In any event, what I am saying in this awkward fashion is that I have difficulty in addressing a group when I feel that they are different from other Americans. All of us are Americans. I don't know how to speak to a Jewish group or a Catholic group or a Presbyterian group, or any other. I like to talk to Americans.
So as I welcome you here to our Capital City for your conferences, I would very much like to urge that all of us, in these days which seem now to be unusually troublous--with at least what seems to be troublemakers trying to come to our country--that we all stand behind a strong, firm, national policy that really spells out our determination to be free, and to help others enjoy the same freedom that we in this Nation won so many years ago.
World problems color our domestic problems. Sometimes though our domestic problems seem very severe and urgent--the farm problem or arguments about easy money or inflation or anything else--they are dwarfed when you come to compare them with the age-old struggle of mankind to achieve international order and peace.
You people with your identity to these national groups are more closely related, possibly, than some other citizens. With individuals and with populations from which you or your forebears have more recently come, these national groups enlist your interest, your support, so that we all may achieve this international order. I am convinced that if enough people in the world--whether it's in Africa or Asia or all the Americas, or in Europe--if each of us puts his mind to this one great problem, eventually we shall solve it.

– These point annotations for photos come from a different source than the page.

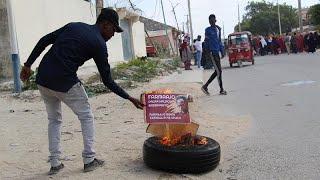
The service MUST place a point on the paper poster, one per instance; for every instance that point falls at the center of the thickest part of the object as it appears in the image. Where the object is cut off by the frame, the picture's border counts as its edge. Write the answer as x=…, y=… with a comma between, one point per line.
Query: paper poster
x=166, y=109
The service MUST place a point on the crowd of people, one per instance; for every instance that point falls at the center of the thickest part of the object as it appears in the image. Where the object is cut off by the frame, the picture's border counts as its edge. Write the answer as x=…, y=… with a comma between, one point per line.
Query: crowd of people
x=286, y=43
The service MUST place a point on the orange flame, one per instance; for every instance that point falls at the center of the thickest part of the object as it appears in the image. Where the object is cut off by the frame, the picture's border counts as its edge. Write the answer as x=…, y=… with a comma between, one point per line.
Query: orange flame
x=184, y=140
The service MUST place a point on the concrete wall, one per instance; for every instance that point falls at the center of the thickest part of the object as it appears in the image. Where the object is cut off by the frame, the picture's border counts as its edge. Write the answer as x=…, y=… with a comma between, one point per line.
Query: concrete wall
x=160, y=37
x=36, y=18
x=5, y=60
x=139, y=42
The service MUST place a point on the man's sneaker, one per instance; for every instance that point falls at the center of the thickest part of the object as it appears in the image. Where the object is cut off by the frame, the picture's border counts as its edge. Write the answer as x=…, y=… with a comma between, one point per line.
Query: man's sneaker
x=205, y=90
x=55, y=170
x=223, y=92
x=93, y=165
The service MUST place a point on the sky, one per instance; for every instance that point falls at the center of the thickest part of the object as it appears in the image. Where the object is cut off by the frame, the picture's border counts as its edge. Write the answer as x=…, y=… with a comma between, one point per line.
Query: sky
x=225, y=10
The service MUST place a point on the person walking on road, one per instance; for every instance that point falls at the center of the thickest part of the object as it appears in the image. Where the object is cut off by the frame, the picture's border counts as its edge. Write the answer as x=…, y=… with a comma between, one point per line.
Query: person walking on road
x=186, y=54
x=57, y=79
x=198, y=49
x=213, y=35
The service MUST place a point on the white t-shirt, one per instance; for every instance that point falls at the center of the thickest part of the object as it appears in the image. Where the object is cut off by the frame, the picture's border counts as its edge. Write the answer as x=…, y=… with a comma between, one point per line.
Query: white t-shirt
x=198, y=45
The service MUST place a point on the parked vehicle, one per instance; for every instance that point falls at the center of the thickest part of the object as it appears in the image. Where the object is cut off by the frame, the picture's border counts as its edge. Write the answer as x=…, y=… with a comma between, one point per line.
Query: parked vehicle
x=240, y=48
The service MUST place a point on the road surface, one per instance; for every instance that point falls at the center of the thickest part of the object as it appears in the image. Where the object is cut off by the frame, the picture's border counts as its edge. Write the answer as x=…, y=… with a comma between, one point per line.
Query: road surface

Possibly first we have to solve it by making certain that we cannot be attacked successfully, penetrated successfully, and certainly not subverted successfully. If we can in our hearts and in our minds and by the strength of our economies--and where necessary by our military strength--make ourselves absolutely sure and secure, then in the long run we win.
I must say this does not include any aggressive intent toward any person. The time has come when anyone talking about an aggressive war on a global scale is also talking about suicide. I think at least all of us have got that much sense.
So as you talk about your common problems in these groups--I care not what they are in detail--I do say let's all of us dedicate ourselves anew to unionizing the thinking and the spiritual, economic and material strength of our whole free world in order to make ourselves secure. By being secure and living these principles in which we all are talking about now--the principles of freedom and of human liberty and of dignity-finally we win.
And that's the thing I would like to see the whole world do.
Goodbye. Good luck.
Note: The President spoke in the Rose Garden at the White House.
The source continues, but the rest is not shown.